Of course, the practice of bourgeois politics demands demagogy. The desperate condition of capitalist society must be hidden, or at least fumigated with perfumed phrases. But reality cannot be entirely suppressed, and it is reflected, if only indirectly, in the rhetorical materials with which the president constructed his inaugural address.
This speech, one must assume, was the product of exhaustive discussion, with every word selected for its political effect. The decision to employ left-sounding rhetoric certainly indicates awareness at the highest levels of the state that public frustration over economic and social conditions is approaching the boiling point.
At the same time, the absence of any reference to 9/11, the “war on terror,” or even the killing of Osama bin Laden—Obama’s favorite applause line—suggests a recognition that the global military operations lack broad support.
There was an obvious attempt to imbue the speech with a Lincolnesque aura, seen in the symbolism of Obama’s use of Lincoln’s bible for his oath of office and his many references to speeches by the 16th president, including the Gettysburg Address, the Cooper Union speech and Lincoln’s second inaugural. But the comparison between the latter speech in 1865 and Obama’s in 2013 only underscores the opposition between the two.
Lincoln used his second inaugural speech to identify the social and economic source of the tragedy that had befallen the American people. Without equivocation or obfuscation, he indicted the slave system as the cause of the Civil War. Lincoln’s speech identified and denounced the class oppression that was responsible for so much suffering. The power of Lincoln’s magnificent speech—a masterpiece of world literature—lay in its fusion of unflinching political honesty and democratic idealism.
Lincoln spoke as the leader of a rising democratic and progressive capitalist society. One hundred and fifty years later, Obama speaks as the representative of an economically decadent and politically reactionary social system. He does not dare say a single word that might attribute to capitalism any responsibility for widespread social misery.
Unable to identify capitalism as the cause of poverty and war, Obama, of course, cannot identify the dominant form of oppression in modern society—that is, the exploitation of the working class.
Both the ceremony and the speech reflected the completion of a process by which the political preoccupations of the privileged middle-class milieu that has long passed for the “left” in America—in particular, the politics of race, gender and sexual orientation—have been integrated into the official ideology of the ruling class. Ignoring the class divisions in society, Obama’s version of equality was couched almost exclusively in terms of identity politics. There is, in this fraudulent narrative, no exploited working class.
Thus, in accordance with the rules of contemporary capitalist politics, the speech contained not a single reference to class. Nor was there a reference to unemployment.

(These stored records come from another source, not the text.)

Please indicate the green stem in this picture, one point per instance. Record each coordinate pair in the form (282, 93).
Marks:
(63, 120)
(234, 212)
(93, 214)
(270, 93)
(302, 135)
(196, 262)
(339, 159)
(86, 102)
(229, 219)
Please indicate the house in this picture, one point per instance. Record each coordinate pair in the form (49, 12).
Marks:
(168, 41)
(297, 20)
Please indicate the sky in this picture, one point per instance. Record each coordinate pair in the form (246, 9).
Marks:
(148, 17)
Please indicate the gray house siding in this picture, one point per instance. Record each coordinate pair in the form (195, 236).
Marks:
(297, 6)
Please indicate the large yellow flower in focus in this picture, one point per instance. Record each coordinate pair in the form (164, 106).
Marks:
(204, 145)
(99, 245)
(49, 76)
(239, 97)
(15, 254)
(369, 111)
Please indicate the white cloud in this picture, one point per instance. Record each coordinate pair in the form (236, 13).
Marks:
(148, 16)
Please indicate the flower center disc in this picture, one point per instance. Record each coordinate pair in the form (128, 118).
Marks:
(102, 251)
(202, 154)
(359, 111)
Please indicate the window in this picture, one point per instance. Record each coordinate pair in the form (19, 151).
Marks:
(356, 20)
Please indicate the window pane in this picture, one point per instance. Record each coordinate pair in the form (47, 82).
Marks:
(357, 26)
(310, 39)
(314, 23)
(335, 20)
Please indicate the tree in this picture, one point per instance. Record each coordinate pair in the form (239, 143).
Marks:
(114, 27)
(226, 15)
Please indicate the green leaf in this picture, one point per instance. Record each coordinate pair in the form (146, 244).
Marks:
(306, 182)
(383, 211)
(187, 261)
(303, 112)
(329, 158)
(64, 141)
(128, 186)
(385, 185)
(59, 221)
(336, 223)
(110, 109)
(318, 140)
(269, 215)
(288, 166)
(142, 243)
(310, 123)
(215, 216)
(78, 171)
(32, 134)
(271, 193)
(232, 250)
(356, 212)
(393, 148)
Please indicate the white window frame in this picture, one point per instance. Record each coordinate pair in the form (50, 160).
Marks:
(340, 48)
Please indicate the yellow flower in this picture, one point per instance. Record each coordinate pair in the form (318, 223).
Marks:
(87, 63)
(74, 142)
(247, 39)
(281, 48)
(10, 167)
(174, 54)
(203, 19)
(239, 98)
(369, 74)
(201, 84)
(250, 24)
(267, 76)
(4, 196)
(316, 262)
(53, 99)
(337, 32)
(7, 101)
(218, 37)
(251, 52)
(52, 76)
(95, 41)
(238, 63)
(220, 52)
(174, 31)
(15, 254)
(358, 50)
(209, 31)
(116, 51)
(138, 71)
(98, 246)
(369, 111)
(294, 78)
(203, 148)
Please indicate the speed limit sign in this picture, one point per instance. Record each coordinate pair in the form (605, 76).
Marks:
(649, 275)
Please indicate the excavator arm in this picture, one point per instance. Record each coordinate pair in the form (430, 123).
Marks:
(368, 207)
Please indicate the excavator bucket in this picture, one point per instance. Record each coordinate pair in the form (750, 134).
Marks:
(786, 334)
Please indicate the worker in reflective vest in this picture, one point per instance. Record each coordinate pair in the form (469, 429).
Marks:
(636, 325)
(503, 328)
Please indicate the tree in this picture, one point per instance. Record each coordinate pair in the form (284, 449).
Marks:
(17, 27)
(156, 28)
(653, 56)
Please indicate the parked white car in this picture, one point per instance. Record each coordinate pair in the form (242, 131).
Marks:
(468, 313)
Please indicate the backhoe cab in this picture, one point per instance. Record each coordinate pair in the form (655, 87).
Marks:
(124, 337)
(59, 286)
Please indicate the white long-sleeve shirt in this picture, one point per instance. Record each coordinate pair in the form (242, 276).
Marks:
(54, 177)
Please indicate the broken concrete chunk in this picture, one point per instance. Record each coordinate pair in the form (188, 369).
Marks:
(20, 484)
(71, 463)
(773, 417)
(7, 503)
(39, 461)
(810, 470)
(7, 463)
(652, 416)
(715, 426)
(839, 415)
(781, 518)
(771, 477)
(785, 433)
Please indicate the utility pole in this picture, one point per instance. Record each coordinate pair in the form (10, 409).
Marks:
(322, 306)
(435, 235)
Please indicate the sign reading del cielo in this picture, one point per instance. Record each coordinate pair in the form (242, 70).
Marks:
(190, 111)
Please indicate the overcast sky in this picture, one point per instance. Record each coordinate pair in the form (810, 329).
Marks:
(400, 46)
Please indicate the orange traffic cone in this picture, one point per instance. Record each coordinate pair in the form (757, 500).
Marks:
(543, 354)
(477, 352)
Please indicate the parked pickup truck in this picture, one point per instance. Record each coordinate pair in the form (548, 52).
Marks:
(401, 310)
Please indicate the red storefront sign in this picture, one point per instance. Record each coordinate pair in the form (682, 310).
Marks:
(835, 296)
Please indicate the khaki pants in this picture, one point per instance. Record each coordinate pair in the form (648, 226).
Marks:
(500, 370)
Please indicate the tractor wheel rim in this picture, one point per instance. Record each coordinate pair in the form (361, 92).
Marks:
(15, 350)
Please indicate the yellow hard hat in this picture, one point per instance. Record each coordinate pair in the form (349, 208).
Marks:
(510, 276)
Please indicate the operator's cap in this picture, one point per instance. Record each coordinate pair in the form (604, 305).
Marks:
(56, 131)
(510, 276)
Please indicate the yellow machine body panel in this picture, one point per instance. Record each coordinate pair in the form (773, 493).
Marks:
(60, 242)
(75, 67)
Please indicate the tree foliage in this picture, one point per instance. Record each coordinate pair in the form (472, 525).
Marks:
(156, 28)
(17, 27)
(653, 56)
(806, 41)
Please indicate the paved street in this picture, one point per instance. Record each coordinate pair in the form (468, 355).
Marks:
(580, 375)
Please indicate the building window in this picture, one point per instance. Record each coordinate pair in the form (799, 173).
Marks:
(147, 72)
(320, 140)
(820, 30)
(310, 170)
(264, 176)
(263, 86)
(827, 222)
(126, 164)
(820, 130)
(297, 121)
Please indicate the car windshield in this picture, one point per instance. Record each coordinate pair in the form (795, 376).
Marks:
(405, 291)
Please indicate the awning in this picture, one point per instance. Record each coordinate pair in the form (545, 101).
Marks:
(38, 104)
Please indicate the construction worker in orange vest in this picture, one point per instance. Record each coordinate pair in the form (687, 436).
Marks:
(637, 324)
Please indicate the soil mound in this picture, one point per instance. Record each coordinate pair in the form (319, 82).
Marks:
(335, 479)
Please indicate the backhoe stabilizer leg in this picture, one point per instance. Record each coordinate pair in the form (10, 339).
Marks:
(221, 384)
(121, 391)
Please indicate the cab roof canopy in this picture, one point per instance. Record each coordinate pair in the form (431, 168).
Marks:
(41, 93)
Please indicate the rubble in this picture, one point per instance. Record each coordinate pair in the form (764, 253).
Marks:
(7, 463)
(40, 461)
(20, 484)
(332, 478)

In Obama’s litany of social struggles that shaped America, he referred to Selma and Stonewall. But there was no reference to the Haymarket martyrs, the IWW, the Flint sit-down strike, the Memorial Day massacre, or any of the great struggles of the working class that wrested, at the cost of workers’ blood, concessions from big business, transforming conditions of life for the great mass of the American people.
The bankrupt conception behind Obama’s speech, that explosive social contradictions can somehow be bridged by means of demagogic evocations of democracy and equality, is itself an expression of the deepening political crisis of American capitalism. It will not take long for the chasm between words and deeds to become all too clear.